A mon sens, l’enjeu prioritaire, avant même la tarification progressive, est que tout le monde paye en fonction de sa consommation réelle, et non pas d’estimations. Car dans beaucoup d’immeubles il y a une facture commune et on divise par le nombre de personnes dans chaque appartement. C’est finalement déconnectée de la consommation réelle de chacun.
Il faut aussi qu'à un moment donné le prix reflète la rareté, ce que l’eau coûte réellement et sa disponibilité. Le prix de l'eau doit-il être le même quand nous sommes en période de sécheresse ? Ou ne faut-il pas réfléchir à des tarifications un peu plus subtiles ?
Selon vous, il faut modifier la façon dont est élaboré le prix de l’eau ?
Contrairement à l’électricité, il n’y a de régulateur national pour l’eau potable : chaque élu local est responsable de son contrat. Avec une contrainte importante dans le cas de l'eau, c'est que “l'eau paye l'eau”. C'est-à-dire qu'il ne peut pas y avoir de subventions externes : la tarification doit s'autosuffire en termes de recettes.
Par exemple, dans le cas des tarifs progressifs, ce qui est perdu d'un côté sur les petits consommateurs, qui ont des tarifs préférentiels, est récupéré avec les gros consommateurs. Et la question c'est finalement qui est ce qu'on veut faire payer pour les autres ? Est-ce le gros consommateur qui a une piscine ou une résidence secondaire par exemple ? C’est une question importante. Des stations balnéaires doublent voire triplent leur population en été. Ce qui génère une tension sur le réseau qui en temps normal n'existe pas. Faut-il une tarification spécifique pour les résidences secondaires spécifiques ? Ces questions sont posées aujourd’hui.
Pour vous, il y a un modèle économique à repenser ?
Nous sommes à un moment où se multiplient les innovations. On sort des contrats traditionnels. On voit apparaître des contrats plus incitatifs avec des primes d'objectifs ; mais peut-être faut-il aller plus loin sur l'aspect écologique.
Par ailleurs, on dit aux opérateurs de pousser les gens à moins consommer or cette consommation c’est précisément leurs ressources financières. Donc on a là un problème de logique aussi.
C’est pour y répondre qu'il y a actuellement des travaux sur des contrats qui, par exemple, mettraient des primes à la baisse de la consommation pour compenser la perte de recettes. C’est tout l’écosystème qu’il faut penser
La tarification est-elle l'unique levier pour réduire notre consommation d'eau ?

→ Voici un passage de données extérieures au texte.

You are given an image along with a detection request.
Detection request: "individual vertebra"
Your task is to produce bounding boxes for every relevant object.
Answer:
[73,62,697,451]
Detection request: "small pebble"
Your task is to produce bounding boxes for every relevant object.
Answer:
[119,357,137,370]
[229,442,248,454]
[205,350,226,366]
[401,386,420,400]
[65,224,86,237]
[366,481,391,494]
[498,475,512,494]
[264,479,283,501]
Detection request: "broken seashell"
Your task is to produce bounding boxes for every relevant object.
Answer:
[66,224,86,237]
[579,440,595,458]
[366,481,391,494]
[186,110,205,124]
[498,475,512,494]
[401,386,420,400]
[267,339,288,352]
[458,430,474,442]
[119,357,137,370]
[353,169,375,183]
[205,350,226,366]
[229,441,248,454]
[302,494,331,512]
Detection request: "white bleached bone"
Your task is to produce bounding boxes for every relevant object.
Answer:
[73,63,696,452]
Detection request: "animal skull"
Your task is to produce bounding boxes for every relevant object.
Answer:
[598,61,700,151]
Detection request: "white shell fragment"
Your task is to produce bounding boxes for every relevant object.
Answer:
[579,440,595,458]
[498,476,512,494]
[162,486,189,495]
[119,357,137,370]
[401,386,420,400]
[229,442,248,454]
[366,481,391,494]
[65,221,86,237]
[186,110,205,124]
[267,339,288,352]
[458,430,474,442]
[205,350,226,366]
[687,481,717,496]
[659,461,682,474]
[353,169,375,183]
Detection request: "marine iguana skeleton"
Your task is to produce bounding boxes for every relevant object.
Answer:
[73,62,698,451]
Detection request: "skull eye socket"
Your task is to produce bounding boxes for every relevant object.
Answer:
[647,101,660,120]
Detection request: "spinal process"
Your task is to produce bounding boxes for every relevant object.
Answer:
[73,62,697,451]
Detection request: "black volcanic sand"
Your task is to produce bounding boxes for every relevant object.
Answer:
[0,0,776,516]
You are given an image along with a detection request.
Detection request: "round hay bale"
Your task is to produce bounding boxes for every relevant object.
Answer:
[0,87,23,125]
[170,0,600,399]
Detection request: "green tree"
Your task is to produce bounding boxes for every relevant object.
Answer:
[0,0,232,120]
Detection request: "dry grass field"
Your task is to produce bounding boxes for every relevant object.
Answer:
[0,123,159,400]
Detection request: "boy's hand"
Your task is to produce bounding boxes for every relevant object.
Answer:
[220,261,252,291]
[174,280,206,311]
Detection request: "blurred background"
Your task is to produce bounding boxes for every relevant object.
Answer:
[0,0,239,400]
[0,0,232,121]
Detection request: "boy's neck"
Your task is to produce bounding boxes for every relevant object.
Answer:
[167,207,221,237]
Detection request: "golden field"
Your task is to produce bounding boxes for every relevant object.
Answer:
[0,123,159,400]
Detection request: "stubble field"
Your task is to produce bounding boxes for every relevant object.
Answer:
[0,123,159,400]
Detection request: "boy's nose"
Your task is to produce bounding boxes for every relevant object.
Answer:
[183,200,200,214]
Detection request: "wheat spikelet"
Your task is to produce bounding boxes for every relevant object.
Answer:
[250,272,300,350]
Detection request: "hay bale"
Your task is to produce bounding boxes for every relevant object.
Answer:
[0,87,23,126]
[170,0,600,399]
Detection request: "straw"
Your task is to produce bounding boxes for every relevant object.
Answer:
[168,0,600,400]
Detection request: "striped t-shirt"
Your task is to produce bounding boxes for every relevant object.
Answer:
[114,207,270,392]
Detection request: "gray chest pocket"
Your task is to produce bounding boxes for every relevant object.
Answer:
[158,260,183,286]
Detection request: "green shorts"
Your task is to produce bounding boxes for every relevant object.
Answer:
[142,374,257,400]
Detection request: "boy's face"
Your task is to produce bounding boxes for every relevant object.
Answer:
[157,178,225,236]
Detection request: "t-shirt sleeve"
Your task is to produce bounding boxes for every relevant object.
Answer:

Pendant longtemps, on a aussi eu une culture de l'acceptation des pertes d’eau, notamment des fuites. Et chaque année, un milliard de mètres cubes d'eau sont perdus en France à cause des fuites. C'est l'équivalent de la consommation de 18 millions d'habitants. C'est considérable.
On sait que les réseaux sont vieillissants parce qu'ils ont été construits dans les années 50, voire même avant. Aujourd'hui, il faut les entretenir. Et la question qui se pose c’est qui finance le renouvellement du réseau, comment, et quel est l'agenda en la matière ?
Pendant longtemps, l'eau était un bien très abondant et dont le coût était assez faible. Dans ce contexte, pourquoi réparer les fuites si finalement, le dommage n'est pas considérable. Alors que casser une chaussée, chercher une fuite et la réparer a un coût bien tangible.
Des systèmes existent par exemple aujourd'hui que l'on appelle les régies intéressées, c'est-à-dire que la rémunération de l'opérateur se fait en fonction de primes, de malus, de bonus, selon les objectifs à atteindre. Cela pourrait aussi être un outil pour inciter des opérateurs à rénover le réseau, à réduire les pertes, etc.